Enforcement is permissionless: anyone can call the contract and a portion of the penalty is paid to the caller; the rest goes to a charity (Giveth).
Weekly activity data comes from my smartwatch (via Samsung Health / Health Connect), synced by an Android app that publishes the weekly activity on-chain.
The site is mostly a viewer for on-chain state. Full write-up / architecture / security notes in the first comment.

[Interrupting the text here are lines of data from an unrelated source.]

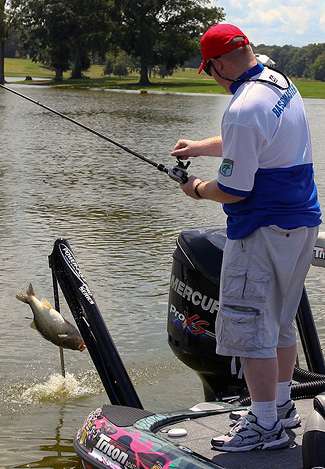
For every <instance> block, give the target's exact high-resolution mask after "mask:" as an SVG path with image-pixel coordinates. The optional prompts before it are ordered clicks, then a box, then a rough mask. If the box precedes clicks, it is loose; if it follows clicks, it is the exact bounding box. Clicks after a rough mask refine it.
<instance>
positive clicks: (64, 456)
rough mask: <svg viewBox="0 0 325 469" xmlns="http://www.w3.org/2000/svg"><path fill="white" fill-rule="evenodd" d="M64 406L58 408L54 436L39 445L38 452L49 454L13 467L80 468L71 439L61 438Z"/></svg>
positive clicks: (36, 467) (26, 467) (40, 467)
mask: <svg viewBox="0 0 325 469" xmlns="http://www.w3.org/2000/svg"><path fill="white" fill-rule="evenodd" d="M64 411H65V406H62V407H60V409H59V421H58V425H57V426H56V428H55V436H54V438H53V439H51V440H49V441H48V442H46V443H42V444H41V445H40V447H39V451H40V454H41V455H42V454H43V453H44V452H45V453H50V456H43V457H41V459H38V460H34V461H31V462H28V463H22V464H19V465H16V466H14V467H15V468H51V469H70V468H71V469H81V468H82V464H81V461H80V459H79V458H78V456H76V454H75V450H74V447H73V439H70V438H68V439H67V438H62V436H61V434H62V430H63V426H64Z"/></svg>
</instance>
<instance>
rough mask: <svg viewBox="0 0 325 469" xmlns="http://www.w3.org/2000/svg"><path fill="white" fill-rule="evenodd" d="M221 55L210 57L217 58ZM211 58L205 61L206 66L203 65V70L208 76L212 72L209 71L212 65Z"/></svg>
mask: <svg viewBox="0 0 325 469" xmlns="http://www.w3.org/2000/svg"><path fill="white" fill-rule="evenodd" d="M220 57H221V56H220V55H218V56H217V57H211V59H215V60H217V59H219V58H220ZM211 59H210V60H208V61H207V64H206V66H205V67H204V69H203V70H204V71H205V73H206V74H207V75H209V77H212V73H211V66H212V62H211Z"/></svg>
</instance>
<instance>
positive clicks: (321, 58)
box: [311, 52, 325, 81]
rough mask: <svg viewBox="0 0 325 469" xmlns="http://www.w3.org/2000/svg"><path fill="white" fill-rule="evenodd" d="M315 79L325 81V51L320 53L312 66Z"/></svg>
mask: <svg viewBox="0 0 325 469" xmlns="http://www.w3.org/2000/svg"><path fill="white" fill-rule="evenodd" d="M311 70H312V73H313V76H314V78H315V80H321V81H325V52H322V53H321V54H319V56H318V57H317V58H316V60H315V62H314V63H313V64H312V66H311Z"/></svg>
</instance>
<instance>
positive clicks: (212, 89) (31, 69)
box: [5, 59, 325, 98]
mask: <svg viewBox="0 0 325 469" xmlns="http://www.w3.org/2000/svg"><path fill="white" fill-rule="evenodd" d="M5 74H6V76H7V77H10V76H12V77H22V78H25V77H26V76H27V75H30V76H32V77H34V78H35V77H36V78H37V77H39V78H49V79H51V80H52V79H53V78H54V73H53V71H51V70H49V69H48V68H46V67H44V66H43V65H41V64H37V63H34V62H32V61H31V60H28V59H6V61H5ZM69 75H70V73H69V72H66V73H65V74H64V81H63V82H62V84H60V85H59V86H65V87H66V86H69V87H78V88H80V87H82V88H85V87H86V88H90V87H91V88H107V89H110V88H113V89H121V90H123V89H125V90H129V89H133V90H141V89H143V87H140V86H139V85H138V83H137V82H138V78H139V77H138V75H136V74H133V75H129V76H128V77H126V78H121V77H120V78H119V77H107V76H106V77H105V76H104V75H103V67H102V66H100V65H92V66H91V68H90V69H89V70H88V71H87V73H86V74H85V75H86V77H87V78H86V79H84V80H71V79H69ZM203 75H204V74H203ZM203 75H202V76H200V75H198V74H197V71H196V70H194V69H186V70H178V71H177V72H175V73H174V75H173V76H172V77H168V78H164V79H161V78H160V77H151V82H152V83H151V85H150V86H148V87H146V88H145V89H146V90H147V91H148V92H150V90H157V91H164V92H170V93H173V92H180V93H225V91H224V90H223V88H221V87H220V86H218V85H216V83H215V82H214V80H213V79H211V78H209V77H206V76H203ZM34 81H35V80H34ZM294 82H295V84H296V86H297V87H298V89H299V91H300V93H301V94H302V96H303V97H305V98H325V82H321V81H316V80H304V79H300V78H299V79H296V80H294ZM49 83H50V84H53V85H57V84H56V83H54V82H52V81H50V82H47V84H49Z"/></svg>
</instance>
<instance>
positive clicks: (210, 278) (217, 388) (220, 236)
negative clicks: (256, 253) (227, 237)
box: [168, 227, 245, 400]
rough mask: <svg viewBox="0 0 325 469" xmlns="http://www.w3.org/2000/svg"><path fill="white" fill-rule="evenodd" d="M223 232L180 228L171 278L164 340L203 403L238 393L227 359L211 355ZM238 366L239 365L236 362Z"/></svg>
mask: <svg viewBox="0 0 325 469" xmlns="http://www.w3.org/2000/svg"><path fill="white" fill-rule="evenodd" d="M225 242H226V232H225V228H221V227H217V228H211V229H190V230H184V231H182V232H181V234H180V235H179V237H178V239H177V242H176V249H175V251H174V254H173V265H172V272H171V278H170V290H169V304H168V340H169V345H170V347H171V349H172V350H173V352H174V353H175V355H176V356H177V357H178V358H179V359H180V360H181V361H182V362H183V363H185V364H186V365H187V366H189V367H190V368H192V369H193V370H195V371H196V372H197V373H198V375H199V377H200V378H201V380H202V383H203V387H204V393H205V398H206V400H214V399H216V398H220V397H225V396H227V395H228V396H229V395H234V394H240V393H241V392H242V391H243V389H244V387H245V382H244V380H243V379H238V378H237V375H233V374H232V373H231V359H232V357H223V356H220V355H217V354H216V351H215V350H216V338H215V320H216V315H217V312H218V307H219V287H220V274H221V265H222V257H223V249H224V246H225ZM237 365H238V367H239V366H240V365H239V363H237Z"/></svg>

Write-up / architecture / threat model:
https://pedrooaugusto.github.io/blog/posts/making-missed-wor...
Current run parameters:
- Network: Arbitrum (Ethereum L2)
- Duration: 12 weeks (Jan 19 → Apr 13)
- Total stake: ~$235 (0.075 ETH)
- Penalty per failed week: ~$19 (0.00625 ETH)
How enforcement works:
- If a week fails, anyone can call enforceAgreement() and receive a share of the penalty; the rest goes to the Giveth charity.
- There’s also a Chainlink Automation backstop so “nobody enforced” can’t become an escape hatch. If automation is the first to enforce a missed week, there’s no caller to reward, so 100% of the fine goes to Giveth.
I’d love feedback on:
1) where you’d try to cheat this,
2) what would make it more verifiable/auditable to you.